I know nobody wants to hear this but price plays a rationing function. The supply and demand for these consoles are such that the markets will only clear at a higher price than what the manufacturers describe as "RRP". Just like how rent control leaves some lucky people with an artificially cheap apartment, and many others with no apartment at all, so launch prices lower than market prices benefit people at the front of the queue and harm the people at the back.
Looked at another way, the problem is that retail price is not actually the market price. The market price at launch (aka shadow price in this context) is somewhere between $500/£450 and the scalper prices at $700+
How to solve?
1. Manufacturers could price their consoles higher to begin with, so people who value them most buy them, and drop the prices after launch period constraints are over.
2. Secondly, retailers should be allowed to price consoles. We reach ridiculous "scalper" prices of $700+ because 90-95% of the market (the retailers) is artificially forced to move at $500. The scalpers are the only ones, which I'm just assuming are 5% of the supply, allowed to adjust prices, and so are able to fairly neatly price discriminate on all the people willing to pay very high prices. If retailers were allowed to compete on price, 100% of the market would be sensitive to demand.

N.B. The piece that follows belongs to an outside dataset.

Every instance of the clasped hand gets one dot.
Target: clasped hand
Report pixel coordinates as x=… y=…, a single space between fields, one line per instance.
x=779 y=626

-> given that the scalpers price is driven by the MOST price insensitive types, real shadow prices would probably be not much higher than current RRP, probably $550 or so would be enough for the market to efficiently clear. Im sure Sony/MS can afford an econometrician to discover these shadow prices.
Both above methods involve the exact same shadow price. By attempting any solution except the two above you make the situation worse. By banning scalping you leave those at the back of the queue unable to get a console by any means, even if they value it at $800+.
Much of the upset that comes about scalping comes from the fact that the "middlemen" are being rewarded for providing nothing of tangible value that the manufacturer didn't already. Both of these solutions move this revenue from the scalpers to the (1) manufacturers or (2) the retailers.
Happy to answer questions on this point of view.